Carrie is now being supported in her appeal against the PIP decision by the Trust’s welfare rights advisor, Sangeeta Enright – a former Benefits and Work staffer whose name will be familiar to many readers.

We wish Carrie and Sangeeta the best of luck with their appeal and applaud the Cystic Fibrosis Trust for being prepared to take on the DWP. There are undoubtedly many other claimants affected by similar issues who deserve the same level of support from the charities that represent them.
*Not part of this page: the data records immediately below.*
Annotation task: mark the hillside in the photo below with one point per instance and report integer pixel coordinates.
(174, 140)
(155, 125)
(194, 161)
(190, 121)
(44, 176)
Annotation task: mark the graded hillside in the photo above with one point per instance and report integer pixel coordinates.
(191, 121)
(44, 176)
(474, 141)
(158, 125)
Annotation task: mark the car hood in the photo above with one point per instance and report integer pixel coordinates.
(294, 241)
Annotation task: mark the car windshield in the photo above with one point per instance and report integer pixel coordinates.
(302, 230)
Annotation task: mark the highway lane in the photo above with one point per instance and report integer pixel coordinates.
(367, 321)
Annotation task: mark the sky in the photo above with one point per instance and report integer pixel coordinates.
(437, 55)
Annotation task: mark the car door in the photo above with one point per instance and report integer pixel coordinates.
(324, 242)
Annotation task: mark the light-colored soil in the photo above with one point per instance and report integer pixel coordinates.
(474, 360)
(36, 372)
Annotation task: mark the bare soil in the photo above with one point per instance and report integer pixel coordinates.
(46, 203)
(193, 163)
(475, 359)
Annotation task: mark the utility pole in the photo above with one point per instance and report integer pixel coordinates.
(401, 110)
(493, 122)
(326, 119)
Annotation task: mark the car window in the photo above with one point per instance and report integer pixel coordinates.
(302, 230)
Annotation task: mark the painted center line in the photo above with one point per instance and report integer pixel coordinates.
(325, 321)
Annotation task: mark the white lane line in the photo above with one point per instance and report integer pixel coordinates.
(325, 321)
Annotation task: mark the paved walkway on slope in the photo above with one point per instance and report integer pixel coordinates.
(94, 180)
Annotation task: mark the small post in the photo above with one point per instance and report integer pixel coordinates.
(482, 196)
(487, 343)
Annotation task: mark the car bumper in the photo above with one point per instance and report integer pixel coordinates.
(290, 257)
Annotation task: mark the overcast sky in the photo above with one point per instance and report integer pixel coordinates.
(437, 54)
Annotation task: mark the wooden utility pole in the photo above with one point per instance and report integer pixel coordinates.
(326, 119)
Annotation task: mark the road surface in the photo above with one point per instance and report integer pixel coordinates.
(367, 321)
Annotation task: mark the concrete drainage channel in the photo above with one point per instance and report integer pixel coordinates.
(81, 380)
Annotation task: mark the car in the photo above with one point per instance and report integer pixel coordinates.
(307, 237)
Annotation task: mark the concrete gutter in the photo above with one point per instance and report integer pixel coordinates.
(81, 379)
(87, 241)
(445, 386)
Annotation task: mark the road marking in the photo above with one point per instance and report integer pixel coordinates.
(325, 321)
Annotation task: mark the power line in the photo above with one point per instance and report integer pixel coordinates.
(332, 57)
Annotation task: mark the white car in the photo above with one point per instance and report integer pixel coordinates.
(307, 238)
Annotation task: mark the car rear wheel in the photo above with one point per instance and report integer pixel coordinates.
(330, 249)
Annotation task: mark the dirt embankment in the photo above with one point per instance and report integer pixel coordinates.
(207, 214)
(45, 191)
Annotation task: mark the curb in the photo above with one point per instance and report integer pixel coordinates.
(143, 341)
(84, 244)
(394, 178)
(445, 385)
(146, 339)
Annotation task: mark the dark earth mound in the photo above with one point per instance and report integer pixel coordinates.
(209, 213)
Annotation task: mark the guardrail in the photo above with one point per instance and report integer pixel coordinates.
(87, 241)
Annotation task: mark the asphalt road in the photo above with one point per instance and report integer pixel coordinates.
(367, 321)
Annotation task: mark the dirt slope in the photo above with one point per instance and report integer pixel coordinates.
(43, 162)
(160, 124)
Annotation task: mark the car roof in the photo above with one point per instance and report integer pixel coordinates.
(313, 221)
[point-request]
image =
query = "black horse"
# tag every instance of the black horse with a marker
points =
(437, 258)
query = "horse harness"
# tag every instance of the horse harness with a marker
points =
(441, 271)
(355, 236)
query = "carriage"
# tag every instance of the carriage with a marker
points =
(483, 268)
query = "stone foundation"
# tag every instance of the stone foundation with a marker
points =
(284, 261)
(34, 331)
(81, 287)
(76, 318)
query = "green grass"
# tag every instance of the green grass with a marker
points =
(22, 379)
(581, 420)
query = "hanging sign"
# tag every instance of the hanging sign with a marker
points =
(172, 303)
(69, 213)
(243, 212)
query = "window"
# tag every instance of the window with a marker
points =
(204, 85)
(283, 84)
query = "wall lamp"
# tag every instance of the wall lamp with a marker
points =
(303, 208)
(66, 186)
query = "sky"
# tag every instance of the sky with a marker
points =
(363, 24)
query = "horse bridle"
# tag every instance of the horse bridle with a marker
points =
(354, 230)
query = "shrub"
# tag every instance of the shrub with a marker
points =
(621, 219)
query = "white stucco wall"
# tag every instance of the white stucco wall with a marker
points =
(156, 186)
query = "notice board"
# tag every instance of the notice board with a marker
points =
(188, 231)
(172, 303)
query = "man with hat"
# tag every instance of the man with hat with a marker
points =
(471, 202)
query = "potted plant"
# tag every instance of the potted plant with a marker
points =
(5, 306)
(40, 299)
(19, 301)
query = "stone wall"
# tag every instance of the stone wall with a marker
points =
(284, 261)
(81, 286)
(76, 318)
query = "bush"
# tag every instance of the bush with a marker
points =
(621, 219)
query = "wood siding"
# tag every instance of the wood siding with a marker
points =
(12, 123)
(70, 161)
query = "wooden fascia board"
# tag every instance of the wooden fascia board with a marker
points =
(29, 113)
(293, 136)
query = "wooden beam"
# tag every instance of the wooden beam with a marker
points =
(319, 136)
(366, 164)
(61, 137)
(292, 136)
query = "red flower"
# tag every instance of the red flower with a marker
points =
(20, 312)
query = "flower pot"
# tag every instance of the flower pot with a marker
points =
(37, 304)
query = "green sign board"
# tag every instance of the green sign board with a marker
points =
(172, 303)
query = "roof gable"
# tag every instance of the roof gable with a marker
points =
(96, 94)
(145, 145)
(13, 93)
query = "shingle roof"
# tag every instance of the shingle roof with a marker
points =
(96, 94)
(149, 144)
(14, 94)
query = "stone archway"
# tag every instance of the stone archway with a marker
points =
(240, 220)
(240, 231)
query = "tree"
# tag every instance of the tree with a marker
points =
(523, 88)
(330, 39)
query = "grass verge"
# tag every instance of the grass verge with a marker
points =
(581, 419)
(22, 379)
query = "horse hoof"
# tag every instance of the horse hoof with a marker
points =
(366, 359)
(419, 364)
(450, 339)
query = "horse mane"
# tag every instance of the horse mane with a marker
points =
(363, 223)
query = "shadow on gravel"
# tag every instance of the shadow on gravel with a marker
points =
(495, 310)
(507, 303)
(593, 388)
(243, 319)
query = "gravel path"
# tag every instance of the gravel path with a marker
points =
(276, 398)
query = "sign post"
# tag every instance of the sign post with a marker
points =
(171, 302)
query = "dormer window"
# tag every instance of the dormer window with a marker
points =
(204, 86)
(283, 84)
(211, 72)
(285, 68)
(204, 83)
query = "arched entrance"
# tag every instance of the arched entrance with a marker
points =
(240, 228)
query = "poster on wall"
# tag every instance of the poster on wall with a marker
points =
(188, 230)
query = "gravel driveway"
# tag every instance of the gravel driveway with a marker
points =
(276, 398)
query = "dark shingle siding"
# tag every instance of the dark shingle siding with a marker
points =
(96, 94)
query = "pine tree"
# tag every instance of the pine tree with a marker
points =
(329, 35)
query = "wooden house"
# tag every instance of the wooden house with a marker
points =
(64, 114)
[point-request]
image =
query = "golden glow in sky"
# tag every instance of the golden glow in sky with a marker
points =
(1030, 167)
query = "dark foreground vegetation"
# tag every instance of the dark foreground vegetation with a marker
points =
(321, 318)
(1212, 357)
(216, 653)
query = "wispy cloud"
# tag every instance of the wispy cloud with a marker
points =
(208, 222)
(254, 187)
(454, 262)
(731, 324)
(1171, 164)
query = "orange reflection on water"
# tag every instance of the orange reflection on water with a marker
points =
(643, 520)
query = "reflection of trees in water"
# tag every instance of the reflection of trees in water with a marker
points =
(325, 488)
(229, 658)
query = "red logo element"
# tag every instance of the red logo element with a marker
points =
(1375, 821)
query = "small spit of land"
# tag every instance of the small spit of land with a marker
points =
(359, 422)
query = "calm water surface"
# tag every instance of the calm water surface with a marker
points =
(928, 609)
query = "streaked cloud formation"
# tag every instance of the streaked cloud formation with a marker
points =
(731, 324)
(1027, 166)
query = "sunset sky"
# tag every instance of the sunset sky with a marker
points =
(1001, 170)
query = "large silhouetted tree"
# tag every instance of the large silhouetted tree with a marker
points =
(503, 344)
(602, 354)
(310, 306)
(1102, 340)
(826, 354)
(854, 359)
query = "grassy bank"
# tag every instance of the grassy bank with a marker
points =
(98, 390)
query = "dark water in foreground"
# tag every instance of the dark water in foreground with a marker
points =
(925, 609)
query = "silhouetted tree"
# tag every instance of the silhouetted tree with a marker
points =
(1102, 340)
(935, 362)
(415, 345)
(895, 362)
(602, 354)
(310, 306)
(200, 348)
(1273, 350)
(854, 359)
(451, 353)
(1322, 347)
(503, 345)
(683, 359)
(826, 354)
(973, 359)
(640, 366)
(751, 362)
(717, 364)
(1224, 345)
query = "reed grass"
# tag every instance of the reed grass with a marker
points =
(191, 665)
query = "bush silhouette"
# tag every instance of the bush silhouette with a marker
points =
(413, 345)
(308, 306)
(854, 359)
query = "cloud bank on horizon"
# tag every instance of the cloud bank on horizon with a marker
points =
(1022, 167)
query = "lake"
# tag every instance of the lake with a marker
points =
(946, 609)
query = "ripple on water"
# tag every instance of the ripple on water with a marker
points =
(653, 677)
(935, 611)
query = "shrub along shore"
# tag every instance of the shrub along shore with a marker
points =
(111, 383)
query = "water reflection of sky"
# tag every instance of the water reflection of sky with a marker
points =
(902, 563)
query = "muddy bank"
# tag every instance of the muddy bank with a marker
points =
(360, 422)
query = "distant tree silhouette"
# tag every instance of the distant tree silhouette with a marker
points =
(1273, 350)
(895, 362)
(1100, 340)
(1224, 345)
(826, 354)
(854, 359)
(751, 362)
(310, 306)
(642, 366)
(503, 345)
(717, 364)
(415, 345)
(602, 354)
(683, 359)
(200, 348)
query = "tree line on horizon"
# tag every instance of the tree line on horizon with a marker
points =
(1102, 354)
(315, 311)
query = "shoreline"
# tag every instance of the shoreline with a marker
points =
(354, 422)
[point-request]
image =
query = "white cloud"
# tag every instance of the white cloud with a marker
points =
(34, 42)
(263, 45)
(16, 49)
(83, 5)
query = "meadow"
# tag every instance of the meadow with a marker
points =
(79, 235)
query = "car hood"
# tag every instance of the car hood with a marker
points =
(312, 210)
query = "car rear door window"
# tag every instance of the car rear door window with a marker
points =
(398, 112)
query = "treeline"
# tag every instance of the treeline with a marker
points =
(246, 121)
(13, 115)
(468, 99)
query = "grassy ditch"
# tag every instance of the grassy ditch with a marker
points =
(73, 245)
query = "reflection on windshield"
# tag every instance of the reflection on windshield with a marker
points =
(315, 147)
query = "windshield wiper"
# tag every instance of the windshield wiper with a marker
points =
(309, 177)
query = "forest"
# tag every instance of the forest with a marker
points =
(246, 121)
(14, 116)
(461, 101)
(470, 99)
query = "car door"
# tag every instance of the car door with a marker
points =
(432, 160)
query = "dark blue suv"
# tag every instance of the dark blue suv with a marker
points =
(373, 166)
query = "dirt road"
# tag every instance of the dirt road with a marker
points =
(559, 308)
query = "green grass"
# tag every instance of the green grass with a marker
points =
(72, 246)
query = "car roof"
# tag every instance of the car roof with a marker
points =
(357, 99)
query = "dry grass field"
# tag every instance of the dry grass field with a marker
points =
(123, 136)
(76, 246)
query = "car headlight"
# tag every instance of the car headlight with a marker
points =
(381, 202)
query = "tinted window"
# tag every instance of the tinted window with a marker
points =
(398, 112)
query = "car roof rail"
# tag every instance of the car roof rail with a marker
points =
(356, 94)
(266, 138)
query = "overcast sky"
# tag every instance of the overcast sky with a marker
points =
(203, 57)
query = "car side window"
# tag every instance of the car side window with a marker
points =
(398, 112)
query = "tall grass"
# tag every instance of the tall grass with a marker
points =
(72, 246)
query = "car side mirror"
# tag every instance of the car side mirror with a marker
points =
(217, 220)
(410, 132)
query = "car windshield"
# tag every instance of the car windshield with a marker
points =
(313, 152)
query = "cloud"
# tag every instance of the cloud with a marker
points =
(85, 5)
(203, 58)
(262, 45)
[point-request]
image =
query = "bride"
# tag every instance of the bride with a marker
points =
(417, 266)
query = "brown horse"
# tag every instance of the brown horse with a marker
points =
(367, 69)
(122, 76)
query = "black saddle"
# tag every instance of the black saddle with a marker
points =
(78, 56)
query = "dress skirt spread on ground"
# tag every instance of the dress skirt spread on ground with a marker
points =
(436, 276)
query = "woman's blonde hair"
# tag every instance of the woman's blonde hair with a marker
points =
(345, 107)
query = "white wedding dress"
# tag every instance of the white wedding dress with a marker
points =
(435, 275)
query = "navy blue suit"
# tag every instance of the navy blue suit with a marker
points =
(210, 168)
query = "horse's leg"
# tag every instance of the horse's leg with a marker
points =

You can read the full story on the Cystic Fibrosis Trust website

4 Comments leave one →
  1. mili68 permalink
    May 4, 2016 6:24 am

    Reblogged this on disabledsingleparent.

  2. mili68 permalink
    May 4, 2016 6:24 am

    Tweeted @melissacade68

  3. Elfie permalink
    May 4, 2016 11:08 am

    Does that also mean being a severe brittle asthmatic, I’d also be asked to do this Peak Flow?? I can’t even manage to make it move on a bad day, especially if I have a chest infection!! Can I refuse or will I have to get a consultant letter to cover me?
    I’ll have to make sure I bring my Neb machine with me! 😊
    It scares me to know that these ‘ people ‘ have no idea or formal training on the conditions they are supposed to be assessing. If it was that simple, I wouldn’t be under several different specialists. I’ve just been referred to The Royal Brompton as my chest consultant since 2012, is at a loss as to why my Asthma is so difficult to control and why I constantly get chest infection after chest infection. Oh the joys of spending 5 days being treated like a lab rat!!! I just hope that the doctors are cute and the food is edible. 😁

  4. Florence permalink
    May 4, 2016 1:24 pm

    Also everyone should be aware that the “popping out for a fag” is in fact a ruse so they follow you out of the room and into the street. This is part of the assessment, using covert surveillance. It is probably illegal.